Le 15/1/09 au Lieu Unique - Nantes
Trois Boleros d’Odile Duboc est un triptyque à la gestuelle douce, précise et apaisante. Les trois pièces correspondent à trois versions orchestrales différentes de l’œuvre de Ravel. Avant chaque boléro se glissent des moments de respiration récréatifs ou oniriques.
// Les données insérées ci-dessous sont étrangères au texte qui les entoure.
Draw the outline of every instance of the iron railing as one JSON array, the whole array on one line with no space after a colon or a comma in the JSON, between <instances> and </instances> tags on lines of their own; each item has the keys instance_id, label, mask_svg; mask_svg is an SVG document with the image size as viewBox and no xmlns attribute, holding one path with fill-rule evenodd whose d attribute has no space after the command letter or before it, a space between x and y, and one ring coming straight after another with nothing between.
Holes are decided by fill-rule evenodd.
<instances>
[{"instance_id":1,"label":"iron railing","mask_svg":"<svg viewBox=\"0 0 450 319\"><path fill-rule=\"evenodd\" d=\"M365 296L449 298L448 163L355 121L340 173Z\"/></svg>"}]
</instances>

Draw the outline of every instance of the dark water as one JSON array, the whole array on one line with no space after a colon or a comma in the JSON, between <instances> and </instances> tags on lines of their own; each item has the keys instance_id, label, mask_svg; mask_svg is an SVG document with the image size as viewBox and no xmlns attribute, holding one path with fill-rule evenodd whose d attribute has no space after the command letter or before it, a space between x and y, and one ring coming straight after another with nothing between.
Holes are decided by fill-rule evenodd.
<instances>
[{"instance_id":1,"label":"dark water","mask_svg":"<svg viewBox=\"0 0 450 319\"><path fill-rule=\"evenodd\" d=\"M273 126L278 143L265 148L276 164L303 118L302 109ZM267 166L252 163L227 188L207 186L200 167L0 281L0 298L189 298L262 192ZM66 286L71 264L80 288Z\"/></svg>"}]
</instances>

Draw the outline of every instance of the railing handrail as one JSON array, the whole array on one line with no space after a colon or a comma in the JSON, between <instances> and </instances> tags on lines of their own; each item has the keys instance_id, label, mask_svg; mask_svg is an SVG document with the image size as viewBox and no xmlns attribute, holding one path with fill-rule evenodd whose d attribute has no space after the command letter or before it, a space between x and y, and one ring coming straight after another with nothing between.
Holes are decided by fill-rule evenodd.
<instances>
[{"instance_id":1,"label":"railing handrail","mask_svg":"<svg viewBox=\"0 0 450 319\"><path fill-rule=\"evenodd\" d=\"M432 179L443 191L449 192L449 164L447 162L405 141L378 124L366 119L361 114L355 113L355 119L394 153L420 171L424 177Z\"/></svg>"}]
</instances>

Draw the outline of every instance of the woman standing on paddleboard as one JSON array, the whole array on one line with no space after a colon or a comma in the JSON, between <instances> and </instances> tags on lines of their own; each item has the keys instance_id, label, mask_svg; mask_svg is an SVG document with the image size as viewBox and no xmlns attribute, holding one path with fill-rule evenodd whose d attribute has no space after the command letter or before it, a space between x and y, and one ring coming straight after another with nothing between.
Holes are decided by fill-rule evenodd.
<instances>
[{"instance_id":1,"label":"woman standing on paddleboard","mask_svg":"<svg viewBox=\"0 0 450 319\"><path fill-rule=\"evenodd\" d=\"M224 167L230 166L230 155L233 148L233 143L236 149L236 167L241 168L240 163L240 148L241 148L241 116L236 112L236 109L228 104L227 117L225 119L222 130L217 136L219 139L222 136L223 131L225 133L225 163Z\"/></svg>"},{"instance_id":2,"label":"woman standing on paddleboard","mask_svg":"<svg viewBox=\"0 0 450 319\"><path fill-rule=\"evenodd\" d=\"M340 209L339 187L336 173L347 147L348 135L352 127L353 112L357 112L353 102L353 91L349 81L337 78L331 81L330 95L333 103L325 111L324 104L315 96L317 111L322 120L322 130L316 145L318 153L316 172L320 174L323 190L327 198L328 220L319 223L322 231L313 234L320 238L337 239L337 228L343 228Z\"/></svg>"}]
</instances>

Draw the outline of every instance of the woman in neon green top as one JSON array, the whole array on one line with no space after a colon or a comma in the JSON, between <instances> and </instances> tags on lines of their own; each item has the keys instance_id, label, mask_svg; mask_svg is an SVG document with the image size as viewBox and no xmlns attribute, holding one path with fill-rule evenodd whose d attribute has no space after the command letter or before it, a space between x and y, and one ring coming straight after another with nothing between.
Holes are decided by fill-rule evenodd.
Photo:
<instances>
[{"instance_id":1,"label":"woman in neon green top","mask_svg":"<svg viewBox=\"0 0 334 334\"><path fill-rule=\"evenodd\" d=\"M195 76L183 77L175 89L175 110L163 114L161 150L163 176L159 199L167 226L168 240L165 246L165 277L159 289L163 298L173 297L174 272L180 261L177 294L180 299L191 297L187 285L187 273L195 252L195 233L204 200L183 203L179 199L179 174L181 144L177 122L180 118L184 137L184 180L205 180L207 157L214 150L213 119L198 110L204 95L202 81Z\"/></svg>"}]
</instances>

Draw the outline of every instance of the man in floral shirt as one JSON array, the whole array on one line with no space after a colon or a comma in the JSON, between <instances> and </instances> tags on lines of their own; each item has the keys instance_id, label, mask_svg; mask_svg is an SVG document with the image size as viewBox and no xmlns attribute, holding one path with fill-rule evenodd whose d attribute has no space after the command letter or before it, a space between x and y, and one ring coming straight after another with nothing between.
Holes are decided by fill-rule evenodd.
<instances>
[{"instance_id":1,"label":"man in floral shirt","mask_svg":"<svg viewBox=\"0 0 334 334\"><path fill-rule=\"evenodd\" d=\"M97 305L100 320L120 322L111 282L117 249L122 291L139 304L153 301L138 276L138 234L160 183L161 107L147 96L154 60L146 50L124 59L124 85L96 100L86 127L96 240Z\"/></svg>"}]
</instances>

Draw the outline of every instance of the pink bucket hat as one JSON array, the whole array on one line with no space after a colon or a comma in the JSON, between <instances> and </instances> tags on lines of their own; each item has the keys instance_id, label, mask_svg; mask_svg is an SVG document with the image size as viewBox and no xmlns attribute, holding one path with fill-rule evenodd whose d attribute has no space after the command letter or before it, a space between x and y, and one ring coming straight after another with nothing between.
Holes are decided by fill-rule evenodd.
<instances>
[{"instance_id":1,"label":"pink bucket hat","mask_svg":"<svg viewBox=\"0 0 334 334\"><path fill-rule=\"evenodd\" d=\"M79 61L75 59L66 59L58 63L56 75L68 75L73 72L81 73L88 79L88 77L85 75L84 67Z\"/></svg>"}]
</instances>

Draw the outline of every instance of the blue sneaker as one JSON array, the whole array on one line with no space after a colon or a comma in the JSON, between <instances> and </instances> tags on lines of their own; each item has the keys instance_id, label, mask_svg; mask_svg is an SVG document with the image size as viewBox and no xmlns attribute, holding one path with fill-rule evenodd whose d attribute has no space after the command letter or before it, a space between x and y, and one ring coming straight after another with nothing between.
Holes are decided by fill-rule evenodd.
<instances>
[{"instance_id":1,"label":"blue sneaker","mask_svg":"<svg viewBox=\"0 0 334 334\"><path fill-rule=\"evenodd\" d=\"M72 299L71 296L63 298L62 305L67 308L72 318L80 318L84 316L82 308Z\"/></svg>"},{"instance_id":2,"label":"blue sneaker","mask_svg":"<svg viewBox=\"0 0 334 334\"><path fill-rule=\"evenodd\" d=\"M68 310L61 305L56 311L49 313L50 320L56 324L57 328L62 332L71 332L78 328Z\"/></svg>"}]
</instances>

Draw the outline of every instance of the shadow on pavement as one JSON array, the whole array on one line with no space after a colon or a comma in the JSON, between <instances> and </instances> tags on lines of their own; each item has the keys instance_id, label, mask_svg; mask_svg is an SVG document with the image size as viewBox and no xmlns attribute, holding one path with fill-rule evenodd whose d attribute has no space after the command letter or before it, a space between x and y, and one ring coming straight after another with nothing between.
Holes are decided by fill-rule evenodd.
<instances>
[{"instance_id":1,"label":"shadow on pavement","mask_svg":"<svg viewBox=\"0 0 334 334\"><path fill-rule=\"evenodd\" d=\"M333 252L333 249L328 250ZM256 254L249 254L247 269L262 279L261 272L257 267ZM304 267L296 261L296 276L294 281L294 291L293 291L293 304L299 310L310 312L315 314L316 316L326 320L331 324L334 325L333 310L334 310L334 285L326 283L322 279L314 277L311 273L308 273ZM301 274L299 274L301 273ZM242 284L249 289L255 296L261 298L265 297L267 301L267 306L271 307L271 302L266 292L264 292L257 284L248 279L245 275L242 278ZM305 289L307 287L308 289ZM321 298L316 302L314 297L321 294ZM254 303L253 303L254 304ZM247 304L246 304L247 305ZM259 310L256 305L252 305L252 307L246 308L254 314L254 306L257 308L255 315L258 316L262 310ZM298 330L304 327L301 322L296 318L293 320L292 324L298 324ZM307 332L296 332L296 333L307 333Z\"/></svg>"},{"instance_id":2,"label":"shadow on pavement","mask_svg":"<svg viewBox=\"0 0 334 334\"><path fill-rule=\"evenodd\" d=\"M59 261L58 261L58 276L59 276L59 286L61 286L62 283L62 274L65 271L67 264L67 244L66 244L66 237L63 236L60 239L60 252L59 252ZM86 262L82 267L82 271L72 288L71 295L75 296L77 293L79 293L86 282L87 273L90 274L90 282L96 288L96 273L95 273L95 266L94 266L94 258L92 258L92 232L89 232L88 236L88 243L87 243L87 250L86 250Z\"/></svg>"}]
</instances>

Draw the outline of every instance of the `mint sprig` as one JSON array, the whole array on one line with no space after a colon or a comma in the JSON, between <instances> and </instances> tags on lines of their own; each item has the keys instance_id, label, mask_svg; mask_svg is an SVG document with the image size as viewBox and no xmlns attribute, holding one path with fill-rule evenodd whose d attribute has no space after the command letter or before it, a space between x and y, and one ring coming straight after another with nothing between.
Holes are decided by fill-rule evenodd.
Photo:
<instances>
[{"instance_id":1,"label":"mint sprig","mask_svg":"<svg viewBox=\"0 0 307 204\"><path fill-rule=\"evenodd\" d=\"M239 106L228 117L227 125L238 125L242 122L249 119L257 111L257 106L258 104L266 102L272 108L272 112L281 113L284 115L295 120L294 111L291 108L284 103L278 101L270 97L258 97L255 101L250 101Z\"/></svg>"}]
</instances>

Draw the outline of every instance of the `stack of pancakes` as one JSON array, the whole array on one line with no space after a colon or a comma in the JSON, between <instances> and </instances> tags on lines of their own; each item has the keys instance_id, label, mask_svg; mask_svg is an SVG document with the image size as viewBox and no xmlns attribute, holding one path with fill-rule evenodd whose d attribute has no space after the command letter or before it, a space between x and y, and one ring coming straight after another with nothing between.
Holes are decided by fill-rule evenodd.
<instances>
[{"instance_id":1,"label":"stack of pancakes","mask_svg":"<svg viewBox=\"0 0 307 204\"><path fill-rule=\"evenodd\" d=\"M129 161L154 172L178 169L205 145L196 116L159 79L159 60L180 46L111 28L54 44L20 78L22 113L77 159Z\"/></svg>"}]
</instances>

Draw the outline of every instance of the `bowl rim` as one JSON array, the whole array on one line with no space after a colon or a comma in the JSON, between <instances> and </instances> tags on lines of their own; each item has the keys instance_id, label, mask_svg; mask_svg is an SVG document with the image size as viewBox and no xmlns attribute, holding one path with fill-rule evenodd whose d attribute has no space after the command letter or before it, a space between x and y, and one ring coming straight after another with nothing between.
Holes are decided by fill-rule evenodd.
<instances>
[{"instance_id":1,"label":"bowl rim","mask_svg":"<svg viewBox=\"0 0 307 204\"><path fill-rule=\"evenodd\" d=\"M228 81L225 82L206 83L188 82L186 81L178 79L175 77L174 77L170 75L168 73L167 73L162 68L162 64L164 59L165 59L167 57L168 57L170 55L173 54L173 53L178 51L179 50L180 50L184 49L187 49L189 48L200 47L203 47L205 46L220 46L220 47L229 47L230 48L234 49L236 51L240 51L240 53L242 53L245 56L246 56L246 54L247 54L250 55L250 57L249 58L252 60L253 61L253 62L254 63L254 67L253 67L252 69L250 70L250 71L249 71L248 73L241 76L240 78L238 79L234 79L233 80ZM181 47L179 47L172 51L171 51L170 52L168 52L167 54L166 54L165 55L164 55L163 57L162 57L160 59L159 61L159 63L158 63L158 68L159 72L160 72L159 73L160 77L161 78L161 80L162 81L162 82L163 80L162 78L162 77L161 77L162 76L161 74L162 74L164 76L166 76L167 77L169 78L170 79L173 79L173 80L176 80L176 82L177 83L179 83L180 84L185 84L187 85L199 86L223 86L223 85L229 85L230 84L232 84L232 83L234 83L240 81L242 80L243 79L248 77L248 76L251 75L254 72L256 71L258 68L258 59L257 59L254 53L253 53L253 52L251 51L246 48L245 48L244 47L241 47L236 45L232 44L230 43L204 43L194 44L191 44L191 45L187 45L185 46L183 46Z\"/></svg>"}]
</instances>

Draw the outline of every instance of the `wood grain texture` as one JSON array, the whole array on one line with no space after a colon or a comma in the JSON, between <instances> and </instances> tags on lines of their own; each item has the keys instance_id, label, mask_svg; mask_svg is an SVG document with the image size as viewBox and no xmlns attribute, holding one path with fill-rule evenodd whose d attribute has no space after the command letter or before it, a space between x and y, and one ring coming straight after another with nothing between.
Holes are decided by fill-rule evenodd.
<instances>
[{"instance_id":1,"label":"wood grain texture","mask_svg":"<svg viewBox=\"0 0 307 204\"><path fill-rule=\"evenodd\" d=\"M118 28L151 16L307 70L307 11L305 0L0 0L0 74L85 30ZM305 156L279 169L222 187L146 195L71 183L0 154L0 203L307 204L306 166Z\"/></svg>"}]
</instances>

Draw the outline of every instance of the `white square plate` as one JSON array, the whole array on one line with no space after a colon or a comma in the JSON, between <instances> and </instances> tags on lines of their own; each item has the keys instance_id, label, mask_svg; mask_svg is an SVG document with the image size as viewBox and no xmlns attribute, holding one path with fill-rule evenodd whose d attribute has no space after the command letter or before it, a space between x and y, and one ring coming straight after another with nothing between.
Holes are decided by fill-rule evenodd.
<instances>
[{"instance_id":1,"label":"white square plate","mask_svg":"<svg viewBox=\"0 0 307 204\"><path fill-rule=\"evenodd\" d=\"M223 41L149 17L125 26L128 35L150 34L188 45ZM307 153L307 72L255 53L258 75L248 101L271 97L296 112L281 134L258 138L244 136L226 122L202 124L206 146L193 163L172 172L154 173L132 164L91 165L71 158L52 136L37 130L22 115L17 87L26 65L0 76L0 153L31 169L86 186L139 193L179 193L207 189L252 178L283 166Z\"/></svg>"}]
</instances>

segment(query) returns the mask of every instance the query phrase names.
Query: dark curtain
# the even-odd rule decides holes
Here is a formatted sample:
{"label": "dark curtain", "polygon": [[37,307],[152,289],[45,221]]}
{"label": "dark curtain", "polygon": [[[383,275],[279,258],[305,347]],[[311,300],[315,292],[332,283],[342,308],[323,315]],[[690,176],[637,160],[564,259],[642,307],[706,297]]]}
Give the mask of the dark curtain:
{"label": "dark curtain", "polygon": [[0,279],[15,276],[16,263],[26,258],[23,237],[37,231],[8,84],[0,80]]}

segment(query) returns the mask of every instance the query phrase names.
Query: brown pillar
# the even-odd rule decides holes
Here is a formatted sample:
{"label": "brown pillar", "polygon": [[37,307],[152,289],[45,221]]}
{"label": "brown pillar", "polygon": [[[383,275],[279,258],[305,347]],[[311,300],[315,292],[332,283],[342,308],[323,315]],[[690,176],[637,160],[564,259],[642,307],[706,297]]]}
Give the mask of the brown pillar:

Le premier boléro, interprété par dix danseurs, est celui qui colle le plus au tempo de la musique. Dans ce florilège de l’art de la danse, les danseurs se font admirer. Que du beau, que Duboc .
Le deuxième Boléro, vu lors de l’inauguration du LiFE à Saint-Nazaire, est un duo «entre une femme (Emmanuelle Huyn) et un homme (Boris Charmatz). L’envoûtement n’a pas porté jusqu’aux derniers gradins, un éclairage mesquin voilant la grâce parnassienne de ces danseurs exceptionnels.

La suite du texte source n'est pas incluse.